I sort of have it working with separate display drive handles and buffers for each display. I’d like to double buffer, but I’m not sure how to best do it, as at present a full size double buffer is coded to do full screen draws, which I don’t want.

Another thing that comes to mind is task waiting, it seems like some parts of lvgl could be optimized for OS, any example like

#define OS_TaskYield vTaskYield// Or similar
while(vdb->flushing){
OS_TaskYield();
}

Also, it would be nice if lvgl tasks could be bypassed or delayed, but perhaps there isn’t enough performance advantage for most applications. This would be handy for example when using STM32 DMA2D or other GPU accelerated dma transfers.

Also, an conf.h define for 32bit would be nice, so there isn’t so many wasted cycles waiting for lv_gettick to wait another millisecond.

Excellent idea! Would you like to send a PR? The OS_TaskYield define could be added to lv_conf.h as LV_OS_TASK_YIELD (or a similar name). It should, by default, be defined to something like this:

#define LV_OS_TASK_YIELD() do {} while(0)

That way it doesn’t affect the behavior of any existing applications, and the user is not pressured to provide their own implementation.

Not sure what you meant by these. Could you explain further?

About the tasks, is there a way to process other tasks when one task is occupied waiting on dma from the GPU for example?

About the 32 bit define, there are lots of wasted cycles in lv_get_tick, because it always waits until a tick increment. I really don’t want to throw away 1 millisecond in cycles just to wait for a tick. It would be better to turn off the tick interrupt in 8 and 16 bit systems. Its not a huge deal though, as the defines allow my own to be implemented.

You can trick true double buffering by setting hor_res x ver_res + 1 pixel sized buffer. True double buffering checks exact match between resolution and buffer size.

I also like this idea!

It’d be possible in two ways:

  1. Use a full-featured task schedule instead of lv_tasks. However, it’d be against the goal of lv_tasks: be a simple hardware-independent schedule.
  2. Implement some kind of state-machines in the critical internal tasks (mainly the display refresh task), to “yield” at specific points and continue from there on the next call.

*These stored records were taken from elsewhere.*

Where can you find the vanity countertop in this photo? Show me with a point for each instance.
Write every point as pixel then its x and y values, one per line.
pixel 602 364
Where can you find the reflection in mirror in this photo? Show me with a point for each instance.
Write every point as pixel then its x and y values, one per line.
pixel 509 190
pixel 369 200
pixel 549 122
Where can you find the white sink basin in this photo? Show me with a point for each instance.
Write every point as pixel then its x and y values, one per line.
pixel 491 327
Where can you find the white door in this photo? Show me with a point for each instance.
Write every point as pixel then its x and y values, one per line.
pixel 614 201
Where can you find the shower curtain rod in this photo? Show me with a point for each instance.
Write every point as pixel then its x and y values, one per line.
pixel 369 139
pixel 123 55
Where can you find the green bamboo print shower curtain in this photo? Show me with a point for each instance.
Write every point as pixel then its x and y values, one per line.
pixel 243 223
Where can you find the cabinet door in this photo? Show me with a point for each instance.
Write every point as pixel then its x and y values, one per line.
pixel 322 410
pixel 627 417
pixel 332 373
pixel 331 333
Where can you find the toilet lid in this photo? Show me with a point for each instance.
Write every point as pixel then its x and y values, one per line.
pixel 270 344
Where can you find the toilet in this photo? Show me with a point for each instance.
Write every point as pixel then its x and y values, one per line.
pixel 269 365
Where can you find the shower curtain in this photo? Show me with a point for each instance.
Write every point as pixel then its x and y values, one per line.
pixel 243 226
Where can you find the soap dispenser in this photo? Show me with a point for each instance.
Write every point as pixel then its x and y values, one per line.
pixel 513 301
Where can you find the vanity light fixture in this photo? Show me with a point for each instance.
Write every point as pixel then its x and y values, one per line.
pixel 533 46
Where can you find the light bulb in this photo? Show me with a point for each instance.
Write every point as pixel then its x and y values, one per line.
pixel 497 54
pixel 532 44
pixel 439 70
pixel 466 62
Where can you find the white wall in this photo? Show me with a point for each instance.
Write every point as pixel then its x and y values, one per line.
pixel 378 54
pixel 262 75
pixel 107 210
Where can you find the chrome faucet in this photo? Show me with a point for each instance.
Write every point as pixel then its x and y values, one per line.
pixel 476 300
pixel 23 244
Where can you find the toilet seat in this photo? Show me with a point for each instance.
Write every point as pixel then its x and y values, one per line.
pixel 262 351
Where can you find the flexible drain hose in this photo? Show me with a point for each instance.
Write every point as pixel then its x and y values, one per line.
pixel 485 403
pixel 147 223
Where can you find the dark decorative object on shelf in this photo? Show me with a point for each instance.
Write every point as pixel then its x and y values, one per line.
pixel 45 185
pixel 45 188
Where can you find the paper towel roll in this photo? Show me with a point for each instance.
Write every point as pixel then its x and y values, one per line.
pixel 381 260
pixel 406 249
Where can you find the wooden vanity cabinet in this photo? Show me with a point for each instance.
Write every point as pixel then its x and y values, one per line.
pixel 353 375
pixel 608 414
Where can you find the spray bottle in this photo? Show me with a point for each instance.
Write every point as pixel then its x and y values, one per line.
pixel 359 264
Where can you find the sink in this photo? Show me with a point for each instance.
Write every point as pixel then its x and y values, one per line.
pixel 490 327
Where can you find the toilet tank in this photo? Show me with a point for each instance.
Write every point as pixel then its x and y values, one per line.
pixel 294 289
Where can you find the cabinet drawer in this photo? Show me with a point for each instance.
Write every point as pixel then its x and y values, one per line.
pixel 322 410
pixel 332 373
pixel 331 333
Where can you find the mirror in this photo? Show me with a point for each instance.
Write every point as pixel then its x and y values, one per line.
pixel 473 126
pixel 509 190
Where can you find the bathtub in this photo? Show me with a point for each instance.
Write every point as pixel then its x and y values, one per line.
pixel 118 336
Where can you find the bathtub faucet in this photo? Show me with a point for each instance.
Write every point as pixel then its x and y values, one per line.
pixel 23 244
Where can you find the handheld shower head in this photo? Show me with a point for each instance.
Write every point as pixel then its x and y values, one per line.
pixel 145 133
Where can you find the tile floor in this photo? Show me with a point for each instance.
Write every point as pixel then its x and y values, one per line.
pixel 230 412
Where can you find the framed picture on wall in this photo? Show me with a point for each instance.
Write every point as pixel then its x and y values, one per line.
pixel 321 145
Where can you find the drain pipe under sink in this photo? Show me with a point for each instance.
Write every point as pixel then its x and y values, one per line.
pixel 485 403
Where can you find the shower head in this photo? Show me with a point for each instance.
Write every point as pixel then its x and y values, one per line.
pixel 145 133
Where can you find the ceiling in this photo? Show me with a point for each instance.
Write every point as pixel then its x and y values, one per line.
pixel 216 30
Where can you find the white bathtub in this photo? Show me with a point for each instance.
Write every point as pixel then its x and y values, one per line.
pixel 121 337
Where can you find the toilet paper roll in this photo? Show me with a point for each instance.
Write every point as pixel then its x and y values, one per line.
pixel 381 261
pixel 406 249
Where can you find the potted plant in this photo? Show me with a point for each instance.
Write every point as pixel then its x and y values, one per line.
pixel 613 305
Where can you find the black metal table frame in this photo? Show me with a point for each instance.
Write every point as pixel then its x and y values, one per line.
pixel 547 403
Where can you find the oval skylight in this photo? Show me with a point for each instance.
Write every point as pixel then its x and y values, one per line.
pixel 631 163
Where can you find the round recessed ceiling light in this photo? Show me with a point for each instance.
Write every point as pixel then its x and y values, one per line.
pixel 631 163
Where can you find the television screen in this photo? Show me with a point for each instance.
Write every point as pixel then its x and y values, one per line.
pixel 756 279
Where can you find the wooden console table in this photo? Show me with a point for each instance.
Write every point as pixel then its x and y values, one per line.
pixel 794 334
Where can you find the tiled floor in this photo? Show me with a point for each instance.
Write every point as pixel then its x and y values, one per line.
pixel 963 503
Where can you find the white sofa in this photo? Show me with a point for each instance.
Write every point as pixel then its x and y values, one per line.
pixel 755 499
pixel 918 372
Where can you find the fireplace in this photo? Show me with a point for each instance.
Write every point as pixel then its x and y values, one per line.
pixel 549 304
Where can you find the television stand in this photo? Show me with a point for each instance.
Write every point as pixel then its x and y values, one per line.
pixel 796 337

lvgl uses lv_tick to measure elapsed time and never delays anything. If you need a delay functionality you can implement it independently from lv_tick.

lv_tick_get delays up to 1 tick every time its called unless you define your own method.

I think you’re right.

Do we really need tick_irq_flag? Wouldn’t reading sys_time be an atomic operation?

Wow, I can’t believe my eyes. It’s absolutely not the intended behavior. I wonder how much performance was lost on this…

My goal was to “try again if there was an interrupt”.

It seems to work better:


while(1) {
   tick_irq_flag = 1;
   result        = sys_time;

   /* lv_tick_inc() clears this flag which can be in an interrupt.
      Continue until make a non interrupted cycle */
   if(tick_irq_flag == 1) break;
}

Wait… If tick_irq_flag = 1; remains 1 (which is the case almost every time) than while(!tick_irq_flag) will be while(! 1) -> while(0) so the cycle ends. So it runs only once.
Confirm or correct me, please. :fearful:

I think you are correct, sorry. I’m not sure why, but my debugger loops when single stepping, otherwise it doesn’t.

Single stepping usually results in interrupts being pended and then executed when the step command is given. An interrupt probably fires every time you single step and clears the flag.

1 Like